The Evolution of the Testing Pyramid

At work I was recently tasked with leading a case study that would explore the differences between Unit testing and Functional Testing, with the overall aim being to determine if we should be focusing on one over the other, perhaps even exclusively. I figured that since I was going to be doing this work, it would be a good opportunity to write a blog post or two on the subject.

Some of my colleagues in the group were arguing for more unit tests, citing that we should be following the methodology of the “Testing Pyramid” as the core reason.
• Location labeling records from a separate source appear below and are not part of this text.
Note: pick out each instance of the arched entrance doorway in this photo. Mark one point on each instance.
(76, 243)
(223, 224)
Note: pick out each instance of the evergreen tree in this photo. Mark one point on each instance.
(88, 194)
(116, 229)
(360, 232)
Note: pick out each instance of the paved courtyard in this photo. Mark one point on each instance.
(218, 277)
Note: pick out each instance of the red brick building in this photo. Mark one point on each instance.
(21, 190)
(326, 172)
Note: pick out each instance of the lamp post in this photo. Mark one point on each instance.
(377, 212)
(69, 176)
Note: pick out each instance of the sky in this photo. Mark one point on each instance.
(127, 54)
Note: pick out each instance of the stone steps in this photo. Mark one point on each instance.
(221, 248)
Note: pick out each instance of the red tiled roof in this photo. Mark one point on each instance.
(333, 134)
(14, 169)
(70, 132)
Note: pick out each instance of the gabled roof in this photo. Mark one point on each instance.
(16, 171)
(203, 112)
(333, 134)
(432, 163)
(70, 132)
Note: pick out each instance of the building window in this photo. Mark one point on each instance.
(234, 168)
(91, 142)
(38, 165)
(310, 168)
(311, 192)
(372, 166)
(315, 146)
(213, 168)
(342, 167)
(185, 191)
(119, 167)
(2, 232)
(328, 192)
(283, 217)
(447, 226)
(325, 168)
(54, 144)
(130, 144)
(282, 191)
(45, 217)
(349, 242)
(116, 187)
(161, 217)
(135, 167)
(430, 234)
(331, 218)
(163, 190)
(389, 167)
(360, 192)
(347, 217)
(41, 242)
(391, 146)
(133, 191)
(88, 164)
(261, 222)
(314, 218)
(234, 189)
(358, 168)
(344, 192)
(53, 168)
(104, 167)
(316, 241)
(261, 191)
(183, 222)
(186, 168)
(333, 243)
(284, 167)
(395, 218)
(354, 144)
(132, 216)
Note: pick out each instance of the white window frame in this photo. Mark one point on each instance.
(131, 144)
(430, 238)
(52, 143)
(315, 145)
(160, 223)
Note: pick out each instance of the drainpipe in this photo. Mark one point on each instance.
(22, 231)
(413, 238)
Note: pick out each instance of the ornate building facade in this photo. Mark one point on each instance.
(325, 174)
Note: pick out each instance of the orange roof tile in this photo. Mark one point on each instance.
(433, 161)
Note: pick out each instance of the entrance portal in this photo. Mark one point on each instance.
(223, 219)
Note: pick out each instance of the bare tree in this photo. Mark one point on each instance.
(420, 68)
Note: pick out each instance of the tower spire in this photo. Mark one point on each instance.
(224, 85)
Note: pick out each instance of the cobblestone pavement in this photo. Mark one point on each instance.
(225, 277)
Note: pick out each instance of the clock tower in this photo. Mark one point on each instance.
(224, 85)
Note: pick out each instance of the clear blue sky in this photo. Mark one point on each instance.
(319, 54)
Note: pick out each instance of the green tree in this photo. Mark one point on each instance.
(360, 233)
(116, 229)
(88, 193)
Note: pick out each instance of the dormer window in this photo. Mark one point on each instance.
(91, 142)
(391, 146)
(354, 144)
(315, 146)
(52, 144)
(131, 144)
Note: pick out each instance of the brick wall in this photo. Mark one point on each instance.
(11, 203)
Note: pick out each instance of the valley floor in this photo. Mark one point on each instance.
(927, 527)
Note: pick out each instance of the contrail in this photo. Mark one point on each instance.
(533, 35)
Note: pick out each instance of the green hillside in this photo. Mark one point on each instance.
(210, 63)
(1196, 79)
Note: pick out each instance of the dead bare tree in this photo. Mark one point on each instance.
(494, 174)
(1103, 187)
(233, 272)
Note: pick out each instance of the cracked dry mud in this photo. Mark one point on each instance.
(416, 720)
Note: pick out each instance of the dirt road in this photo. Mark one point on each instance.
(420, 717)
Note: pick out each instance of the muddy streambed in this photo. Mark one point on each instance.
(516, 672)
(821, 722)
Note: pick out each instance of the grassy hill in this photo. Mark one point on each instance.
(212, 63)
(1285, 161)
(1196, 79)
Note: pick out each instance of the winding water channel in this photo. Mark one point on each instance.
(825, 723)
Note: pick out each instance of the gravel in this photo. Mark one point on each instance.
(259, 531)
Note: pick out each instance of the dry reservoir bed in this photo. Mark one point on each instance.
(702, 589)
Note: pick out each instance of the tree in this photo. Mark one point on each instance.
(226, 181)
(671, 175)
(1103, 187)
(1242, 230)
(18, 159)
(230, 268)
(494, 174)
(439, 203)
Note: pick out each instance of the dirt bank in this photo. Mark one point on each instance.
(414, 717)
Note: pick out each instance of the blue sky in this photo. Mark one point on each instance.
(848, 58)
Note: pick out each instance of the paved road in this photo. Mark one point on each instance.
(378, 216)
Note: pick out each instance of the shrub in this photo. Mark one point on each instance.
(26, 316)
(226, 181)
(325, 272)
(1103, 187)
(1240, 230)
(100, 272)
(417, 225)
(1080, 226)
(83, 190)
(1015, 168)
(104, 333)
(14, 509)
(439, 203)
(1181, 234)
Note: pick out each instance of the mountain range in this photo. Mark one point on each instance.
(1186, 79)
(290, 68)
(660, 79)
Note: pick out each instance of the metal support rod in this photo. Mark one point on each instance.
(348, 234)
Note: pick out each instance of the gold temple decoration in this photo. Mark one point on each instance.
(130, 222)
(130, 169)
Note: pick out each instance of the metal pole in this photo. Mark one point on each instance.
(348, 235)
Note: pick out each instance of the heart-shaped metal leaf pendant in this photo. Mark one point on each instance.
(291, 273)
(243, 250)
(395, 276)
Whilst I agree in principle with the analogy of the “Testing Pyramid”, I do feel that it has some flaws and I think that above all it is easy to forget that it is just an abstract model that shouldn’t necessarily be applied 100% to every software project.

So to try and set the scene for this upcoming case study in this blog post, I felt that a good place to start would be an explanation of the original “Testing Pyramid”, and also a discussion on how it has evolved over the last few years and how arguably complete anti-patterns of the challenges it was originally created to help tackle have formed from it in many organisations. Let’s get to it then!

THE ORIGINAL TEST “AUTOMATION” PYRAMID

The image below shows the original Testing Automation Pyramid created by Mike Cohn . One key thing to note straight away is that it was actually called the ‘Test Automation Pyramid’, as it was originally created just for test automation purposes. As time has gone on and the concept of the pyramid has been used more and more in software testing discussions it seems that in many cases the “automation” keyword got lost or muddled in with all types of testing during the evolution of the concept, but we will look at that in more detail later in the post.

Test Automation Pyramid

So the Test Automation Pyramid has three different layers of tests from bottom to top; Unit, Service and UI. Let’s look at each of the three types individually:

Automated Unit Tests

These are at the base of the pyramid and make up the largest segment. A unit test should test a small amount of independent code that doesn’t have dependencies on anything outside that code, the reason being that if that unit test fails, you will know straight away where the problem is. The Testing Pyramid shows that you should have more unit tests, the thinking behind that being that they are quick and cheap to create and maintain.

Automated Service Tests

As you move up the pyramid you have service tests which include things like API tests and Integration tests. They are a bit more complex to create and maintain, but they test how two or more parts of the system work together. The pyramid suggests you should have some service tests, but less of them than unit tests.

Automated UI Tests

Finally on top of the pyramid are UI tests which cover the full blown end to end flow of some activity through the system. You should have less of these because they are more ‘expensive’ (in terms of development and maintenance), but they cover a lot of ground and they might just be the only tests that will actually convince other stakeholders that the system does indeed work.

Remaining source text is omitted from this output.